Viele andere Darstellungen sind eher verwirrend bis schlimmstenfalls falsch.

Nicht dass wir uns falsch verstehen:

Ja, ich bin ein Verfechter der Everettschen Interpretation, allerdings ist bei mir auch erst nach intensiver Beschäftigung der Groschen gefallen. Ich habe diese Interpretation lange Zeit aus den falschen Gründen abgelehnt; letztlich habe ich eigtl. sogar etwas anderes abgelehnt, ein Zerrbild sozusagen.
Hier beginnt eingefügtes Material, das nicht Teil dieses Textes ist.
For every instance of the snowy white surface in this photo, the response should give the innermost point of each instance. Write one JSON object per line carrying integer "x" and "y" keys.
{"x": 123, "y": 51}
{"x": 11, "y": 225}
Ich denke, es geht vielen so wie mir.

Ja, man kann die Everettsche Interpretation ablehnen, aber bitte aus den richtigen Gründen. Es gibt im wesentlichen zwei relevante Gegenpositionen: zum Einen kann man eine anti-realistische, rein epistemische, positivistische oder rein instrumentalistische Haltung zu physikalischen Theorien vertreten (gegen die es auch wieder gute Einwände gibt); dann erscheint auch ein Kollaps akzeptabel und das Problem, das die Everettsche Interpretation lösen will, wird zum Scheinproblem. Das ist eine philosophische, keine spezifisch physikalische Gegenposition. Zum anderen kann man die Everettsche Interpretation aus eher subtilen, mathematisch Gründen ablehnen, bzw. aus Gründen des unvollständigen Verständnisses der Quantenmechanik; hier geht es insbs. um das Auftreten von Wahrscheinlichkeiten und den Bedeutungen von mathematischen Strukturen in der QM.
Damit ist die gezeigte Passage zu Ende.